Characteristics of defendant.
The court acknowledges that defendant's life thus far has been difficult. This is made clear in the PSR, attached as Ex. E, and the letters received by the court. Sadly, however, defendant's past is similar in many respects to that of hundreds of defendants this court has sentenced. It may explain, to some extent, defendant's dedication to his criminal lifestyle, but it does not excuse it.
In his sentencing memorandum, defendant argues that his criminal history is overstated, but is not formally objectionable. He correctly notes that prior to the state felony convictions which relate to the federal charges (PSR ¶¶ 146-148), all of his prior convictions were misdemeanors and many were traffic offenses. He suggests that a "practical criminal history score would be somewhere between 11 and 15 points." (It should be noted that defendant was not assessed criminal history points for the state convictions for which he's now serving sentences.) Even if the court were inclined to accept this argument, which it isn't, defendant still would be in criminal history category V-plus, which is especially serious for a defendant who is 23 years old. But point-counting is not what's important. Rather it's that defendant's criminal history essentially is continuous.
Seriousness of the offenses, promote respect for the law and provide just punishment. The court's previous comments pretty much cover the first factor. It is painfully apparent that defendant has no respect for the law. The court has heard, but strongly discounts, defendant's promises that he has learned his lesson and will lead a productive life upon release from prison. It isn't just that the court has heard this promise many, many times before. After all, it would be a rare defendant indeed who would come before the court at sentencing and say that he intends to resume his criminal behavior as soon as he is released from prison! Rather, it is that defendant's statements must be viewed in light of his past conduct, including his many involvements with the state and municipal judicial systems. It is not lost on the court that defendant received suspended sentences in virtually all of his state and municipal cases. It seems pertinent that defendant acknowledges that he has learned ". . . a lot since . . ." being incarcerated. The court has become convinced that Kansas's system of serial suspended sentences is not working as presumably intended to deter defendants from committing additional crimes. Certainly the many suspended sentences did not deter this defendant.
Adequate deterrence and protection of the public. The court assumes that these factors are directed at this defendant. It has not been this court's experience that any punishment meted out in this or any other case will deter third parties from criminal conduct.

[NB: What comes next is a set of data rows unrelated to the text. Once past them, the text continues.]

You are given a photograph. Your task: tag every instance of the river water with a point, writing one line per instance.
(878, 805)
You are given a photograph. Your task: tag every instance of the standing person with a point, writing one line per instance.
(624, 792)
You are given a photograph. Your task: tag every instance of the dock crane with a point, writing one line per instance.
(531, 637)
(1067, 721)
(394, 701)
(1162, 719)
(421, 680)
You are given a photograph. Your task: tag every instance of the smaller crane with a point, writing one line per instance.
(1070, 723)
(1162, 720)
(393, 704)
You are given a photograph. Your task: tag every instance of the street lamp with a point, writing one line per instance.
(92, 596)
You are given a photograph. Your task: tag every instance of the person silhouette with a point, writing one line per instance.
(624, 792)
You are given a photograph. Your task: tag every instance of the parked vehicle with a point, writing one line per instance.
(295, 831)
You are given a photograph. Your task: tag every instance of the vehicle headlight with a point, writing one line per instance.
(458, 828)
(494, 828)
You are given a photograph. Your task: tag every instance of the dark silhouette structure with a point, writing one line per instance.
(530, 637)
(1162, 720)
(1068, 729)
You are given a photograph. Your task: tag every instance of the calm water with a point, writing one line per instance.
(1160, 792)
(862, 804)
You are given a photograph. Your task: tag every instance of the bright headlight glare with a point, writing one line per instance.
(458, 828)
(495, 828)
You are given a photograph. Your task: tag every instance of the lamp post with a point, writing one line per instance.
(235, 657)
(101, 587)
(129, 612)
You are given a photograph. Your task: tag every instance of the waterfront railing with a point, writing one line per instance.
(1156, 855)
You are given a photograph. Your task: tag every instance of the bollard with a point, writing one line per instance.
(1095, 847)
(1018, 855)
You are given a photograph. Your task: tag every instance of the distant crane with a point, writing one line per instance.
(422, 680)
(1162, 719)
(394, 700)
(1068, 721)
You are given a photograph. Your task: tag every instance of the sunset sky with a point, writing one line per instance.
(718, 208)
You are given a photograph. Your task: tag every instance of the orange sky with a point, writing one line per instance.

If that was the case, this defendant would have been deterred by what happened to his father. Rather, the court must consider deterrence and protection as they apply to this defendant. Of course it is hard to predict the future, particularly when it involves human behavior, but the court is persuaded by the facts, including defendant's conduct while in pretrial custody, that a lengthy sentence is absolutely necessary to deter defendant from criminal conduct and to protect the public, at least in non-penal settings. To be perfectly frank, the court is concerned that defendant's demonstrated inability to control his emotions presents serious risk of escalating criminal behavior involving violence.
Need for education, training and care.
It is obvious that defendant needs some form of care and treatment regarding his demonstrated inability to control his behavior. Whether he will benefit from such treatment is another matter about which the court is unable to predict.
Sentences available.
Defendant's principal argument is that the court should run his federal sentences concurrent with his state sentences. His point seems to be that he's already being punished for his burglaries and that if his federal sentences are enhanced by any consideration of his state convictions, he will be doubly punished. His proposed solution is that his federal sentences run concurrent with his state sentences.
The court rejects this suggestion for several reasons. First, it is contrary to 18 U.S.C. § 3661. The court is not required to ignore defendant's criminal conduct which is part and parcel of his federal crimes. Second, defendant is being sentenced for federal crimes. He is not being sentenced for federal burglary, as it were. No double punishment is involved. Third, while defendant argues that he is serving state sentences totalling somewhere around nine years, there is no assurance he will serve a total sentence of any particular length under the Kansas system. But the bottom line, as far as this court is concerned, is that concurrent federal and state sentences will not be sufficient under all the circumstances previously outlined.
Unwarranted sentence disparity. The court sentenced the co-defendant to a term of 60 months, an upward variance from the guideline sentence of 27-33 months. However, the record in the co-defendant's case demonstrates significant differences which support the sentence disparity.
Restitution. Defendant will be ordered to make restitution but the practical reality is that he will never pay it.
Accordingly, the court has determined that a sentence of 180 months on counts 6 and 8, to run concurrently and consecutive to his state sentences will be sufficient, but not greater than necessary, to accomplish the goals of sentencing. The additional sentencing factors will appear in the sentencing transcript.
IT IS SO ORDERED.
Dated this 24th day of October 2012, at Wichita, Kansas.